Kathrin Golda-Pongratz defends the role of urban planning as a political tool and collective practice beyond technical functionality

The lecturer from the UIC Barcelona School of Architecture presented an urban memory activation case in Lima (Peru) during her participation in the Society of Architectural Historians’ virtual conference

On 14 April,UIC Barcelona School of Architecture lecturer Kathrin Golda-Pongratz, participated in the Society of Architectural Historians (SAH) virtual conference with a talk entitled “Hidden Landscapes of Palimpstic Urban Memories: The Case of Lima/ Peru”. In her talk, she highlighted the need to expand the notion of urban memory by supporting a kind of “memory-based urbanism” that requires a holistic overview of the territory and all its physical and social layers. “Urban planning needs to be understood beyond its technical functionality, as a means of territorial ordering, as a political tool and collective practice that allows the intrinsic logic of a place and its social use to become synthesised and united,” she argued. 

To illustrate this idea, the lecturer presented the case of Lima (Peru), as a particularly complex case, where memory and urban identities are threatened by the politically motivated destruction of archives, and where pre-hispanic preexistence (huacas) has been neglected by urban practices at all stages of modernisation. “This paper presents a case for the double activation of memory: based on archival material and, through this, on unwritten local memories from a self-built neighbourhood in the northern part of Lima. The value of local initiatives to protect the biodiversity of a threatened landscape makes real an awareness of the memories of its inhabitants, a sense of responsibility and the hope for a holistic overview of the macro region-city,” she explained. 

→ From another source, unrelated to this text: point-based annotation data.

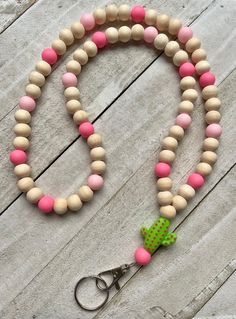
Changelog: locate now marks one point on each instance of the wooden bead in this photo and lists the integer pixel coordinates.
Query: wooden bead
(66, 35)
(33, 90)
(179, 202)
(78, 30)
(22, 170)
(90, 48)
(74, 202)
(22, 129)
(168, 211)
(25, 184)
(164, 198)
(59, 46)
(34, 195)
(164, 184)
(186, 191)
(22, 116)
(36, 78)
(85, 193)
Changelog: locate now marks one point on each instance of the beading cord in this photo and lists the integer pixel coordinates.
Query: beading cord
(160, 31)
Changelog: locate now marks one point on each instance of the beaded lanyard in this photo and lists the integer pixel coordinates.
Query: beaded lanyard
(161, 31)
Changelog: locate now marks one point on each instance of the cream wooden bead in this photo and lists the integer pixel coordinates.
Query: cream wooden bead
(25, 184)
(59, 46)
(192, 44)
(98, 167)
(78, 30)
(98, 153)
(22, 116)
(150, 17)
(180, 57)
(171, 48)
(37, 78)
(179, 202)
(210, 144)
(112, 35)
(74, 202)
(43, 67)
(164, 198)
(186, 191)
(22, 129)
(72, 93)
(85, 193)
(160, 41)
(168, 211)
(22, 170)
(164, 184)
(90, 48)
(177, 132)
(124, 34)
(203, 168)
(34, 195)
(137, 32)
(66, 35)
(33, 90)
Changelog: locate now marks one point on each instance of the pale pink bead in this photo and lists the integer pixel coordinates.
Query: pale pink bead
(69, 79)
(185, 33)
(27, 103)
(213, 130)
(88, 21)
(149, 34)
(95, 182)
(183, 120)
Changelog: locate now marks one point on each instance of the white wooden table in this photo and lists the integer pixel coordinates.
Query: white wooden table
(132, 105)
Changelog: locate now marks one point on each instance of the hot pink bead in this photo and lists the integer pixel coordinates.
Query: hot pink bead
(138, 14)
(69, 79)
(86, 129)
(49, 55)
(142, 256)
(45, 204)
(206, 79)
(100, 39)
(18, 157)
(27, 103)
(95, 182)
(196, 180)
(184, 34)
(213, 130)
(149, 34)
(162, 169)
(183, 120)
(88, 21)
(186, 69)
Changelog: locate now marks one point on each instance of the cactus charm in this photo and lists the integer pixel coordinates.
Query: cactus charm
(158, 235)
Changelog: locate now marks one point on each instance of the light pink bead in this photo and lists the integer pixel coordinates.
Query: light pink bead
(49, 55)
(142, 256)
(69, 79)
(86, 129)
(100, 39)
(213, 130)
(162, 169)
(27, 103)
(149, 34)
(88, 21)
(18, 157)
(186, 69)
(185, 33)
(206, 79)
(183, 120)
(196, 180)
(95, 182)
(45, 204)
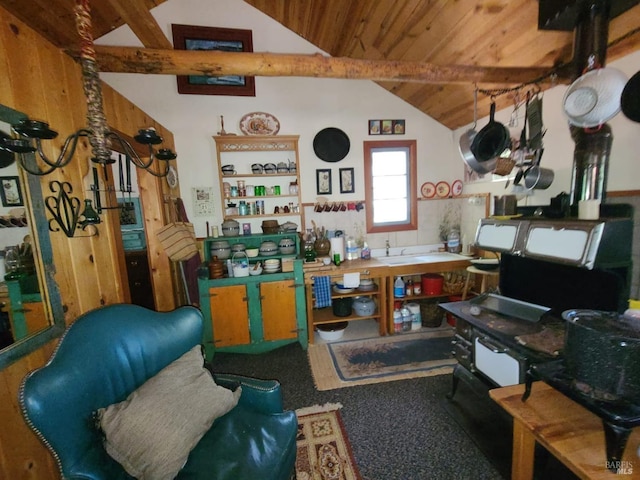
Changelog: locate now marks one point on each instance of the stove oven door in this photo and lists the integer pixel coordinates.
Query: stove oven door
(497, 362)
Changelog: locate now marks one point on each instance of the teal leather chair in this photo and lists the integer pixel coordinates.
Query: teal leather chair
(108, 353)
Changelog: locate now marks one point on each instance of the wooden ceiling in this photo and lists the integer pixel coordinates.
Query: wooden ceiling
(443, 33)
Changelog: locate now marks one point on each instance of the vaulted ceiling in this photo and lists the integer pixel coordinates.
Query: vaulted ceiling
(447, 34)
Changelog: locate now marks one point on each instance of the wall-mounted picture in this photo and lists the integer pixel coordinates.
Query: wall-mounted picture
(346, 180)
(190, 37)
(11, 193)
(386, 127)
(323, 181)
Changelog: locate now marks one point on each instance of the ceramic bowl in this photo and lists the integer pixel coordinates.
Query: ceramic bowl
(255, 271)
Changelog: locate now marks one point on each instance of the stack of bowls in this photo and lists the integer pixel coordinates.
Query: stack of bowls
(272, 265)
(287, 246)
(238, 247)
(270, 226)
(220, 249)
(268, 248)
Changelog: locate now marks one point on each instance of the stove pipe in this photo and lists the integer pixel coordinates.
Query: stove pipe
(593, 146)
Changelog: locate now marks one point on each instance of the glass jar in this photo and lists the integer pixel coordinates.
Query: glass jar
(453, 242)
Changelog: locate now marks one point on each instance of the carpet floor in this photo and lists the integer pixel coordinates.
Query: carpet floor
(381, 359)
(398, 430)
(324, 451)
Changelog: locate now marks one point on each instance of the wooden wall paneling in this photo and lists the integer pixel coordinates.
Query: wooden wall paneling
(46, 84)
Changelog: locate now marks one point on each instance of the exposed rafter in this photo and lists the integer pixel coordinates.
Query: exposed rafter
(188, 62)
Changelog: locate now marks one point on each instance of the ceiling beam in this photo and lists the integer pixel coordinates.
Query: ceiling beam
(214, 62)
(140, 20)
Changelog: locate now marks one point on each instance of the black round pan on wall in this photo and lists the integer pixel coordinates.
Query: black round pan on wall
(331, 144)
(630, 99)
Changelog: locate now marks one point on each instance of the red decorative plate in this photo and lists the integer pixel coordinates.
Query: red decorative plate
(456, 188)
(443, 189)
(428, 190)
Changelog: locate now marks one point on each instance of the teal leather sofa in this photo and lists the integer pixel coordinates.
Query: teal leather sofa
(108, 353)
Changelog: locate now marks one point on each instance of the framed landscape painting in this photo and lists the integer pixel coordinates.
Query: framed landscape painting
(189, 37)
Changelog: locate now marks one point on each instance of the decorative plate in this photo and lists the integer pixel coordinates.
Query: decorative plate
(172, 177)
(428, 190)
(259, 123)
(443, 189)
(456, 188)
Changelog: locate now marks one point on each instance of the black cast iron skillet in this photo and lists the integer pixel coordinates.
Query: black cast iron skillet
(491, 141)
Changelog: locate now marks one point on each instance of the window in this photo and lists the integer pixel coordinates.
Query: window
(390, 185)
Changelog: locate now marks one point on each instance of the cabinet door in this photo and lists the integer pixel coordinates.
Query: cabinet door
(278, 303)
(229, 315)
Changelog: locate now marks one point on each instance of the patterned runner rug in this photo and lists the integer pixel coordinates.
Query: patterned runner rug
(382, 359)
(324, 451)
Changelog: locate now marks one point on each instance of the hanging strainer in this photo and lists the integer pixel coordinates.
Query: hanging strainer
(594, 98)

The Society of Architectural Historians (SAH) is a non-profit organisation set up at Harvard University in 1940 that brings together a network of local, national and international institutions and researchers dedicated to the history of the built environment and its role in contemporary life. The SAH virtual conference was held from 13 to 17 April and brought together academics, professionals and architecture students from around the world.